Kathmandu, Oct 1 (IANS) As 23-year-old Nihita Biswas Sobhraj becomes the first Nepali to take part in Bigg Boss reality show on Indian television from Sunday, her 67-year-old ‘celebrity’ husband will be gearing up to take his battle for freedom to a new arena – the European Parliament.

After having knocked on the doors of the UN Human Rights Committee (HRC) in Geneva for ‘justice’, Sobhraj, who is serving a 20-year life term in Kathmandu’s Central Jail for the murder of an American backpacker in 1975, will now ask the European Parliament in Strasbourg to intervene on his behalf.

‘I am a European and it is the responsibility of the European Parliament to intervene when its nationals face injustice,’ Sobhraj, the troubled boy from Vietnam who became a French citizen after being adopted by his French stepfather, told IANS.

‘The UN Human Rights Committee has recognised that the trials in Nepal were biased against me.

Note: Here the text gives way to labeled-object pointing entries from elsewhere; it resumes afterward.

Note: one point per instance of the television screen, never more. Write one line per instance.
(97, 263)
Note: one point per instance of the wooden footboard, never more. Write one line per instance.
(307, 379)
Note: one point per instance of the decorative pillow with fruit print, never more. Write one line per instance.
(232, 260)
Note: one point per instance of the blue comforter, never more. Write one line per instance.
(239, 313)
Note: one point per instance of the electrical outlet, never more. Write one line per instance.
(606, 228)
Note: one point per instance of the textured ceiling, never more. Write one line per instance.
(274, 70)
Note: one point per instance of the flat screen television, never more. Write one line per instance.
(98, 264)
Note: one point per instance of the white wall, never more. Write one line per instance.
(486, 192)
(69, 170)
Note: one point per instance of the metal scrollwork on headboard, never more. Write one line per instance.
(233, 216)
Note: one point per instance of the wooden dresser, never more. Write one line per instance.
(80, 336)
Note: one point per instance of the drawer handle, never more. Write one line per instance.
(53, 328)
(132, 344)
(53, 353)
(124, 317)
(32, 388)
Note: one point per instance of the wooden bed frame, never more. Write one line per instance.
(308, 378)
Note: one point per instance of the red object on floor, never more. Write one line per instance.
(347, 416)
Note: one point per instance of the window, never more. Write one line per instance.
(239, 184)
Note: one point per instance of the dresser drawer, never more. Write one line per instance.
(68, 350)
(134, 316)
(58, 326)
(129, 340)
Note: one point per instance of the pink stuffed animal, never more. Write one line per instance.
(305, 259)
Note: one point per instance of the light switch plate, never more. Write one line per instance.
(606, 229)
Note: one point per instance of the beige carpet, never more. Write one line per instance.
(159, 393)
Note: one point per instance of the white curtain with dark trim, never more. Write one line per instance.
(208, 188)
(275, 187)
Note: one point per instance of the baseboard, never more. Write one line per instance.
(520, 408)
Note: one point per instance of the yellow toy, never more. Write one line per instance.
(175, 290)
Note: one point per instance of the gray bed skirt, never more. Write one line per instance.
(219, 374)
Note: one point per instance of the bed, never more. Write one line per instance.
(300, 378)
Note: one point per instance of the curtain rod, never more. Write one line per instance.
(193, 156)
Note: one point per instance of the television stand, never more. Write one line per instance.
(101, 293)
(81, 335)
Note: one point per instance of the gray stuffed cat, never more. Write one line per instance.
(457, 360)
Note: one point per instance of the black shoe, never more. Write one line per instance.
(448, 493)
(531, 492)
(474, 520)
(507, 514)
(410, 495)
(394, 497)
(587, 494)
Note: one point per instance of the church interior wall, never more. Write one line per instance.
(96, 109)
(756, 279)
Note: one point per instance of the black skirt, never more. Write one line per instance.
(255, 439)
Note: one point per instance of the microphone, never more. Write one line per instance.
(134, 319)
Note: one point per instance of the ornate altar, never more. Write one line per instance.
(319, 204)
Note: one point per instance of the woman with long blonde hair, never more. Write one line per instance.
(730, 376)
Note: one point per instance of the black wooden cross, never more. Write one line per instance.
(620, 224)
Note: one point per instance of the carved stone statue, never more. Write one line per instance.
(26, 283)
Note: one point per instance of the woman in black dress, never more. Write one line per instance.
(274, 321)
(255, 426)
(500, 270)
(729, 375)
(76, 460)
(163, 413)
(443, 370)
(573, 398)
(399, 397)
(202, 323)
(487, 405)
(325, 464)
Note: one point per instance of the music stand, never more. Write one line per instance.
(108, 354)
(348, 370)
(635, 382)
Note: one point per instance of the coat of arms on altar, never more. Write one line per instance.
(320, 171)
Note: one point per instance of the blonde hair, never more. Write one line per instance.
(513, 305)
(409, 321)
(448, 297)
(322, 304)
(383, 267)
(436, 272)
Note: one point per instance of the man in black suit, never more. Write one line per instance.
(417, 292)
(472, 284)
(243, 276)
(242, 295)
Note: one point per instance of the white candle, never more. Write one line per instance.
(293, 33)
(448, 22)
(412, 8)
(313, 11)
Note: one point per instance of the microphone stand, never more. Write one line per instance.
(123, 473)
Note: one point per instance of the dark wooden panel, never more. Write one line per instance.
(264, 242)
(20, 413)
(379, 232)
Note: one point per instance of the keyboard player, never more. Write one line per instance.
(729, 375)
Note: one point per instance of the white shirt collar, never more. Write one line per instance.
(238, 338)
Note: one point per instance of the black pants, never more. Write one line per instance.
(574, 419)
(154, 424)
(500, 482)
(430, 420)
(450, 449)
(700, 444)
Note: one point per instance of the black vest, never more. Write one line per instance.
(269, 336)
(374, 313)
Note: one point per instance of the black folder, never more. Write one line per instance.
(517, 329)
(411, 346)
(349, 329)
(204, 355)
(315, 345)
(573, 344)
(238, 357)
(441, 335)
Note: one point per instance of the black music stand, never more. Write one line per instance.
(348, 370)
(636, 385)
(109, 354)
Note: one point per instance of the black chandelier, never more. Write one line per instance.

Two of the lower courts that convicted me did not bother to call any witnesses, the case documents were all photocopies of faked documents and the authorities did not provide me with any interpreter though the entire legal proceeding was in Nepali.’

This week, as Nihita flew out of Kathmandu to head for Mumbai to take part in the fifth edition of the Bigg Boss, to be hosted by Salman Khan and Sanjay Dutt, Sobhraj filed a mandamus petition in Nepal’s Supreme Court, the same court that last year upheld the lower courts’ ‘guilty’ verdict against him.

The mandamus reminded the court that in February this year, his French lawyer Isabelle Coutant Peyre had slapped a legal notice on Nepal’s then prime minister Jhala Nath Khanal and President, Ram Baran Yadav, asking them to pay a compensation of 6 million euro for Sobhraj’s illegal detention in Nepal since 2003 and the ‘biased’ trials that led to his conviction last year.

The mandamus petition has asked the government of Nepal to respect and abide by its international and constitutional obligations under the International Covenant on Civil and Political Rights which, according to the HRC, were flouted in Sobhraj’s case.

Once Nepal’s courts, mostly closed for the long Dashain holidays, reopen, Sobhraj’s Nepali lawyer Shakuntala Thapa, who is also Nihita’s mother, will also file a new case in the Supreme Court, saying his rights were violated by the previous jailer of the Central Prison.

Nepal’s laws say if anyone wants to have a Supreme Court verdict reviewed by a full bench of at least five judges, the application has to be filed within two months of the verdict.

However, in Sobhraj’s case, though the Supreme Court passed its judgment on the murder of Connie Jo Bronzich last year, he failed to ask for a review as he says the then jailer refused to forward the petition and relevant documents to the court and thereby violated his rights.

Sobhraj told IANS, through his lawyer, that he was confident Nihita, whom he says he married while inside prison, would be able to hold her own with the other contestants in Bigg Boss.

He is also hoping that the contest, which will last for 98 days, will give her a platform to tell the outside world about the injustice done to him in Nepal by the police and courts.

The first murder conviction in Nepal’s district court, for instance, had the judge delivering a ‘guilty’ verdict on the basis of erroneous reading.

In a letter written in the past from Delhi’s Tihar Jail, he had said that his then accomplice Marie LeClerc had not told her parents about her ‘illegal’ activities.

The handwritten letter, published in a book, The Life and Crimes of Charles Sobhraj, was presented as evidence by the prosecutor and the judge, Bishwombhar Shrestha, read ‘illegal’ as ‘Nepal’ and said it proved Sobhraj had visited Nepal in 1975 despite his denials and found him guilty of murder.